In his book Every Good Endeavor, Timothy Keller writes on the issue of rest as a rhythm within Christian work:
“We are also to think of Sabbath as an act of trust. God appointed the Sabbath to remind us that he is working and resting. To practice Sabbath is a disciplined and faithful way to remember that you are not the one who keeps the world running, who provides for your family, not even the one who keeps your work projects moving forward.”

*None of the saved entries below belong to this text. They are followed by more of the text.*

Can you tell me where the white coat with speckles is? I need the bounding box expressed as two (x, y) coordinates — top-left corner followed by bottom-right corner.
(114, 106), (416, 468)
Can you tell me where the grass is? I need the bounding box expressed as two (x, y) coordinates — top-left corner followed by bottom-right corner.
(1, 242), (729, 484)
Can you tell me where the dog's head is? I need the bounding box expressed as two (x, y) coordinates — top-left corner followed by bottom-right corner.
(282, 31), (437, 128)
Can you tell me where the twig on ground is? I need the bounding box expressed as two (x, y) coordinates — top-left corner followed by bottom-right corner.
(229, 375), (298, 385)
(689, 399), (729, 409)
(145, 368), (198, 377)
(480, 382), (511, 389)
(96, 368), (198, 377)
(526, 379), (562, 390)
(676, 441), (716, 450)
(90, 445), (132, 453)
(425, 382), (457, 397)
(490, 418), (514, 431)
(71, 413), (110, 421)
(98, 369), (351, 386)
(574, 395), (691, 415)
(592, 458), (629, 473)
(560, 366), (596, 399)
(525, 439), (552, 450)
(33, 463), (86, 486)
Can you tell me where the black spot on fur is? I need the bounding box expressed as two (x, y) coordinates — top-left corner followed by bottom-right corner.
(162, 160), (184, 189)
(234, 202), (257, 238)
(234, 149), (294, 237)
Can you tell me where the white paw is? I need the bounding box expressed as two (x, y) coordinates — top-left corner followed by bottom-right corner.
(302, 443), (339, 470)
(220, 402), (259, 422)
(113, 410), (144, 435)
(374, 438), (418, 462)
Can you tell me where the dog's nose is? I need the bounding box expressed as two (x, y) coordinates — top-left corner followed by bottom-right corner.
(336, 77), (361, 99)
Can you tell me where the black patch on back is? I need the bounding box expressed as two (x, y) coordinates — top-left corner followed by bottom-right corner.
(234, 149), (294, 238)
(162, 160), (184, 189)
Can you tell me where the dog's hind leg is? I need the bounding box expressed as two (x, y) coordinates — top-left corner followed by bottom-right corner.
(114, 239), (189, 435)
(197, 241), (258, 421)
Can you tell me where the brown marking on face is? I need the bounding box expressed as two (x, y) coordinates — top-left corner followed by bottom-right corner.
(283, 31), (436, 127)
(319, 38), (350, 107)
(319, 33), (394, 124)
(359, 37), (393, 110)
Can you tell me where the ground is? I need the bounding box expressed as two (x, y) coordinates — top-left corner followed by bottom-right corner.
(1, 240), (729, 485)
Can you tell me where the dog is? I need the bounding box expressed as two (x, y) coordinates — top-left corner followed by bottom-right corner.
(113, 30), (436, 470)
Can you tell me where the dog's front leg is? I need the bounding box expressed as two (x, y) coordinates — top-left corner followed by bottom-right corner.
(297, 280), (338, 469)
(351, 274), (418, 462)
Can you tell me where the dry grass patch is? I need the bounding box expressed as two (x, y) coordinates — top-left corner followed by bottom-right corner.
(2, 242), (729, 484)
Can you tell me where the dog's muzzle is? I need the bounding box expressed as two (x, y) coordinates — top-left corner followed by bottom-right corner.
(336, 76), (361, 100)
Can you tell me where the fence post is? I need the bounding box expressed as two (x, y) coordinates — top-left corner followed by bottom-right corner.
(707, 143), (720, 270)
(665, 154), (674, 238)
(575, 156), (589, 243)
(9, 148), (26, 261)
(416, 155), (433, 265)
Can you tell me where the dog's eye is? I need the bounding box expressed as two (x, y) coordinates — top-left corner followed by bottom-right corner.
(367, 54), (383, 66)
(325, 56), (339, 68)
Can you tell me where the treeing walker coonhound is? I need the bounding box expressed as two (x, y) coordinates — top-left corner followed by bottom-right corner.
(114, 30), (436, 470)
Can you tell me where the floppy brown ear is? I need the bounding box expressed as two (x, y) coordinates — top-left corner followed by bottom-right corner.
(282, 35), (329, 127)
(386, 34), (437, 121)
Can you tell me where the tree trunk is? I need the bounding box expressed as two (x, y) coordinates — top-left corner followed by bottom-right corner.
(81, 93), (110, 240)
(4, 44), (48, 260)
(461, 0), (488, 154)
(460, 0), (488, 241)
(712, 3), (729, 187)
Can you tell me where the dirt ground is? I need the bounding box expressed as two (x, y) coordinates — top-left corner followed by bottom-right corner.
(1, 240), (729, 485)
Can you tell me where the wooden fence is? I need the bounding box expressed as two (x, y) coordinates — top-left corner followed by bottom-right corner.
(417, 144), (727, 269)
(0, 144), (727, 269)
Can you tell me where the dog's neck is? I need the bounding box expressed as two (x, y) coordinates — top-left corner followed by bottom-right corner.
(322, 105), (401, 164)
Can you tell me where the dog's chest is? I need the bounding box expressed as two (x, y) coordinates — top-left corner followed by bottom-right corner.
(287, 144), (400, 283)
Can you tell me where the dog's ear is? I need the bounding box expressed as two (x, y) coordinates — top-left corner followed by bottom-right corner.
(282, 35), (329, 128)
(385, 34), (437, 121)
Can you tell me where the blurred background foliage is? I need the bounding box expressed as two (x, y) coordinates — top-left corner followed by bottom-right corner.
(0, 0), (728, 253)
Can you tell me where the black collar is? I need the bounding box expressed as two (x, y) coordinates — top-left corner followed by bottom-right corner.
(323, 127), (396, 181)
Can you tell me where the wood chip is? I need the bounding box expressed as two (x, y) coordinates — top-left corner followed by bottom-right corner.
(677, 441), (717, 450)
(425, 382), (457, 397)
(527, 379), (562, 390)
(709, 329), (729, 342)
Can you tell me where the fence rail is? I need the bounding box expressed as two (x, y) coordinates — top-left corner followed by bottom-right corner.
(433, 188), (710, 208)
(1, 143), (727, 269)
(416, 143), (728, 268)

By taking an intentional rest from our work we are making a declaration to our neighbors, extended family, to our children and to our own anxious hearts: God is the one who sustains me. As Christians remembering the sabbath, we remind ourselves that true productivity and true rest can only come from God. The sabbath is also a reminder that the work of Christ on our behalf was perfect. He did what we could never do, living a perfect life, giving Himself as the atoning sacrifice for our sins, and finally rising again defeating sin and death. Without the work of the Son on our behalf we would be utterly lost, and no amount of work would be sufficient to save our depraved souls.
the wisdom of sabbath
Many of us have been taught we don’t have to observe sabbath, or perhaps we haven’t had our attention drawn to sabbath at all. But a sabbath could be the solution we are looking for. We are over-scheduled, stressed out, and looking desperately for a space to experience peace. This is why God gave us the sabbath—to remind us that yes, our work (both inside and outside of the home) is important, but it isn’t what sustains us. We are looking for not only a pause from work, stress, and performance, but also the reminder that what we really need, we already have—God Himself, who created us, redeemed us, and is continually sustaining us.